Nicolas Cage plays ‘The Hero’ who has been imprisoned for an attempted bank robbery in Samurai Town and is released to complete a task for the ‘Governor’ (Bill Moseley). He must rescue his ‘granddaughter’ (she is one of his favourites at a brothel that he runs) called Bernice (Sofia Boutella), who has escaped with three other women. He instructs Cage to zip up a leather jumpsuit that he hands him to wear, which is rigged with explosives, one at each arm, two by his neck and one for each testicle. It’s a bonkers scenario that is very fitting of Sono and Cage more than suits this type of out-there role. In fact, Cage has ramped up audience expectations by stating that this his ‘wildest role yet’.
Cage has experienced a career resurgence lately, with two excellent performances in Mandy and Color Out Of Space. When he is paired with the right material, he is fantastic. He also recently frontlined the drama film Pig, which many feel is a revelatory turn for the actor but I found the film and Cage’s performance unwatchable, although I realise I’m in the minority.
Prisoners of the Ghostland is certainly a strange beast and it is a reasonably entertaining film, particularly in its opening and final acts. Its central concept is compelling, as are some creative fight sequences interspersed in the film. Cage gives a typically committed performance and suits the outlandish rule. Sono crafts some visually arresting images that have burned into my memory and there is also a bombastic score by Joseph Trapanese.

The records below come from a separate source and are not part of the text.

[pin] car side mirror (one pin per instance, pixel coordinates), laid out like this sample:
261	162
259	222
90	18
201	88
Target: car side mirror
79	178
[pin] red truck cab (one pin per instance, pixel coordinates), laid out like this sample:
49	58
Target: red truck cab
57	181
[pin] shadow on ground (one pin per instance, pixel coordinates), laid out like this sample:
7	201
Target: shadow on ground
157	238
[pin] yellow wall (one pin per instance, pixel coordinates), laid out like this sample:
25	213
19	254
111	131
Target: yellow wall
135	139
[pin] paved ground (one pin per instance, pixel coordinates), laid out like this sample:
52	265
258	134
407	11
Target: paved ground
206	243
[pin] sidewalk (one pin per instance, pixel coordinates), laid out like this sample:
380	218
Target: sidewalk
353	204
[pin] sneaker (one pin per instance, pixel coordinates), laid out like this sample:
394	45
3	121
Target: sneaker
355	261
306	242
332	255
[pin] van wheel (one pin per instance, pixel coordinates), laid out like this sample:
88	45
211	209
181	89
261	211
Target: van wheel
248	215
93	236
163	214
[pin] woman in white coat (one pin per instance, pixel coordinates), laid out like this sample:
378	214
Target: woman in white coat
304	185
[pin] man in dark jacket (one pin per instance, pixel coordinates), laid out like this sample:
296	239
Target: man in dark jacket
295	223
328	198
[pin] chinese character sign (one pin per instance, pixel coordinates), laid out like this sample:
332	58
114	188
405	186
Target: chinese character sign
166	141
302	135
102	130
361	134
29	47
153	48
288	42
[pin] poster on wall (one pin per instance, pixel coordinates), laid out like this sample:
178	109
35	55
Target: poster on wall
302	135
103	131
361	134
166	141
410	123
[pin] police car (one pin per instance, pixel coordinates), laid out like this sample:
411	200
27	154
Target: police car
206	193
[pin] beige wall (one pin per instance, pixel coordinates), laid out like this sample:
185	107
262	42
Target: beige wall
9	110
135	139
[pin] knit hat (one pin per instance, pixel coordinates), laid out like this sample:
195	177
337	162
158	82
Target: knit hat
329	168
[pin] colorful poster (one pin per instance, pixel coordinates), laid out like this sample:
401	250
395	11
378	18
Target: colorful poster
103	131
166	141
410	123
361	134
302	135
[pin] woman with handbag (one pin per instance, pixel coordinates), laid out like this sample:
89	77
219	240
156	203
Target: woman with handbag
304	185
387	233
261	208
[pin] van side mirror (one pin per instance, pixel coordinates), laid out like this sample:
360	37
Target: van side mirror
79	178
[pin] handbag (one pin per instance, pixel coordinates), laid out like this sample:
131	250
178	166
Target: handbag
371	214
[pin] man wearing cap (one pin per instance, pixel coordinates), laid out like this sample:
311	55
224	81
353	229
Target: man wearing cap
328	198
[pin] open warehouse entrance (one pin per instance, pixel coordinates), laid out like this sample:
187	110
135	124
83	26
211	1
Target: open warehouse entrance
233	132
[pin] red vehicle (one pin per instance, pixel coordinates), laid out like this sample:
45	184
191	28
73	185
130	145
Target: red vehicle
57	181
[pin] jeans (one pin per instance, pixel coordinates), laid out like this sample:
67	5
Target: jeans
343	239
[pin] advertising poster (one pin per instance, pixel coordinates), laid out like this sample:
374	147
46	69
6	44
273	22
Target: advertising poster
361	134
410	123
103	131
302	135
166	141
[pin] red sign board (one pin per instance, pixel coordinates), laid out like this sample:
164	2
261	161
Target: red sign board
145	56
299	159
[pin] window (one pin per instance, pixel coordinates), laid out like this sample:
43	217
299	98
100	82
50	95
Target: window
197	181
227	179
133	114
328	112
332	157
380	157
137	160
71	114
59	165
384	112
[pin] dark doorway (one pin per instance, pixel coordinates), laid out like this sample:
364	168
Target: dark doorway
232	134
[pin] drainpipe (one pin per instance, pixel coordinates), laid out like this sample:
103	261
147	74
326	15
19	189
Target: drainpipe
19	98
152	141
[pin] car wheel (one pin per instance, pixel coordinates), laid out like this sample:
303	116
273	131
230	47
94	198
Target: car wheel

However, the film is all over the place tonally and is quite unfocussed at times, bordering on incoherent. As much as Sono leans into the ludicrousy of the situation that Cage finds himself in, at the same time, he takes two steps back with sustained silliness in the script and a slow pace with expository waffle. The script is not particularly deep or meaningful and the film fails to fully embrace its genres or themes – it never fully embraces the iconography of the Western and it never leans into its horror or samurai influence.
Prisoners of the Ghostland is good fun at times but the pairing of this director and actor should have been something really special rather than merely bordering on ‘good’. I’m glad the film exists and it is certainly a step in the right direction for Cage, although if you want to experience a wild ride, both Mandy and Color Out Of Space remain my top picks.